The Chronicles of RiDiC: Generating Datasets with Controlled Popularity Distribution for Long-form Factuality Evaluation
This addresses the need for better evaluation of LLMs' long-form factuality across languages, though it is incremental as it builds on existing evaluation methods with new datasets.
The authors tackled the problem of evaluating long-form factuality in large language models by creating a configurable pipeline to generate multilingual datasets with controlled popularity distributions, resulting in the RiDiC dataset where even frontier models hallucinated on 3,000 entities across three domains.
We present a configurable pipeline for generating multilingual sets of entities with specified characteristics, such as domain, geographical location and popularity, using data from Wikipedia and Wikidata. These datasets are intended for evaluating the factuality of LLMs' long-form generation, thereby complementing evaluation based on short-form QA datasets.
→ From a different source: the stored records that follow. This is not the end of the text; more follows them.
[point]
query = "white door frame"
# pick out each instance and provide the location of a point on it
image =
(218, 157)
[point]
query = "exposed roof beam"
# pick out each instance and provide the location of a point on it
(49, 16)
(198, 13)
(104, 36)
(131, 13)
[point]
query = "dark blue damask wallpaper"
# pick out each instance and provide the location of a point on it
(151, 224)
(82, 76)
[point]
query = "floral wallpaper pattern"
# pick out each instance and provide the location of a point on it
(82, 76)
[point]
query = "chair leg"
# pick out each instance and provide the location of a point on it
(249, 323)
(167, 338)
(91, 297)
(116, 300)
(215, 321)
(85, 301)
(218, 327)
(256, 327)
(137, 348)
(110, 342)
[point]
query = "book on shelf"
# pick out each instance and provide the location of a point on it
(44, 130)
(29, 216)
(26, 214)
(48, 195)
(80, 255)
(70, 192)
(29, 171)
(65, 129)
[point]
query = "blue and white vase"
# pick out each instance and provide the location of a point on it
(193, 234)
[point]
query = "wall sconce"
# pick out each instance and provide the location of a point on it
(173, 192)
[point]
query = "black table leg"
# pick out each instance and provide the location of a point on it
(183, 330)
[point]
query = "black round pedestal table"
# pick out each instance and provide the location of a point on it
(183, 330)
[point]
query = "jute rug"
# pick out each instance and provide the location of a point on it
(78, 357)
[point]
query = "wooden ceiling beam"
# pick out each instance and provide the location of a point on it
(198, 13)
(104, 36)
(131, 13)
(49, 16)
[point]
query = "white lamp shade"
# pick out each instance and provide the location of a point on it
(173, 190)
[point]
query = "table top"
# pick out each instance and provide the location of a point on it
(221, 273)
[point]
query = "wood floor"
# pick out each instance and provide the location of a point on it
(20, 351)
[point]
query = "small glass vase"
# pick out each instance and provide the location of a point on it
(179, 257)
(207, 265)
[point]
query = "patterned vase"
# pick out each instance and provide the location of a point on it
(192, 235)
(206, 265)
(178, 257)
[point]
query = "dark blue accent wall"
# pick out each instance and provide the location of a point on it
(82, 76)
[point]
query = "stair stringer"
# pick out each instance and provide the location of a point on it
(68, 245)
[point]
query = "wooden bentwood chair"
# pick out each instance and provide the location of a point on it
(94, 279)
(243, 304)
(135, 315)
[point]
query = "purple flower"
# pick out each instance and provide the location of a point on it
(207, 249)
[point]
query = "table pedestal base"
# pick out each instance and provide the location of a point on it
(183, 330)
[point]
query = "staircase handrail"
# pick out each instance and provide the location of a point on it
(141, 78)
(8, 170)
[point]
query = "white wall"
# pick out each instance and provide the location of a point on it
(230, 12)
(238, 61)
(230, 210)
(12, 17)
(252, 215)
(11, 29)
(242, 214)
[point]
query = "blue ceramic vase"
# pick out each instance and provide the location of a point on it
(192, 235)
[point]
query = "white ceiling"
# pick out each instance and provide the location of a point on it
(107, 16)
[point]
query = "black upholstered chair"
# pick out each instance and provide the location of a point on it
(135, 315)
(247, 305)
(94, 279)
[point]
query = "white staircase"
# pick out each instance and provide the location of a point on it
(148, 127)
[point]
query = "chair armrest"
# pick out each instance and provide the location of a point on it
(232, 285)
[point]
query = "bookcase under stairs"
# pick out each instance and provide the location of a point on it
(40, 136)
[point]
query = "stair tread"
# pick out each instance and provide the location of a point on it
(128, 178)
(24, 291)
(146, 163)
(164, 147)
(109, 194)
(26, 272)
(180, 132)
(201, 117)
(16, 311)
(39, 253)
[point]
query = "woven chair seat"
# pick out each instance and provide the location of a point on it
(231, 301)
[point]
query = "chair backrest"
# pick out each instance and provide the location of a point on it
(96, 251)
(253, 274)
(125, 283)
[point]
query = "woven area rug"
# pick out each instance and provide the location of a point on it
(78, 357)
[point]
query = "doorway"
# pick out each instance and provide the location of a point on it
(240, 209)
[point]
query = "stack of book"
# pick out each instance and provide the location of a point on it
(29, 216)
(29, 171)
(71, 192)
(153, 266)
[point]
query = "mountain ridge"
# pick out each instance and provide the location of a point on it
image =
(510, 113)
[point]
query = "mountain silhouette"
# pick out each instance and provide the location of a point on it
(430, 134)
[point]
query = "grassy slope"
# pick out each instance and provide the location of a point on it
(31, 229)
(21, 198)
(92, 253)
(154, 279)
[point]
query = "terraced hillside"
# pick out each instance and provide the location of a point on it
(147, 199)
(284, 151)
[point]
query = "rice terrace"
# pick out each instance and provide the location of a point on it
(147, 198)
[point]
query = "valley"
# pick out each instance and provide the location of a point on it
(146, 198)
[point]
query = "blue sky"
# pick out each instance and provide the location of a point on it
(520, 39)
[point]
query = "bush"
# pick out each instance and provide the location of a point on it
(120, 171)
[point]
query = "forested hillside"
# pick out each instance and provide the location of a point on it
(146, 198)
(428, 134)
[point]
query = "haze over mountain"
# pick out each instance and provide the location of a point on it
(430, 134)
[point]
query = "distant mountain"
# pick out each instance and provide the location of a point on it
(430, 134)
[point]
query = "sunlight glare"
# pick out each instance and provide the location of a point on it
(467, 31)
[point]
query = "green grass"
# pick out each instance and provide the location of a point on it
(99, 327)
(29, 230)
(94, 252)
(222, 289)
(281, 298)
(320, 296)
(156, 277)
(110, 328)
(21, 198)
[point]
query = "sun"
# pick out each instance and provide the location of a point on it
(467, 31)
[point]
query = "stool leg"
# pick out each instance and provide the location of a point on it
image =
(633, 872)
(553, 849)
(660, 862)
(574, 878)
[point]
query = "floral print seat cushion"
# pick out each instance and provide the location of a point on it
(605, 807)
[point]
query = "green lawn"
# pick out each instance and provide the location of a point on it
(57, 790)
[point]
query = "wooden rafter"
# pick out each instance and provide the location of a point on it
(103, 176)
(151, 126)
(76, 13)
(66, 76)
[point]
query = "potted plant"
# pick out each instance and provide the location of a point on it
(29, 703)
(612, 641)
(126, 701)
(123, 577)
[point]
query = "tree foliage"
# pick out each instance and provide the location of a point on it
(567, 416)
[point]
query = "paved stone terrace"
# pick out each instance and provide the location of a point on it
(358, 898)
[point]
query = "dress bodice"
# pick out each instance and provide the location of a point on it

We present the RiDiC dataset as an example of this approach. RiDiC contains 3,000 entities from three domains -- rivers, natural disasters, and car models -- spanning different popularity tiers. Each entity is accompanied by its geographical location, English and Chinese names (if available) and relevant English and Chinese Wikipedia content, which is used to evaluate LLMs' responses. Generations about RiDiC entities were obtained from three LLMs in English and Chinese. These were then evaluated using a third-party factuality checker, which showed that entities from our dataset caused even frontier models to hallucinate. To facilitate the evaluation of LLMs' long-form factuality in multiple languages, the code, data, and generation/evaluation scripts have been released.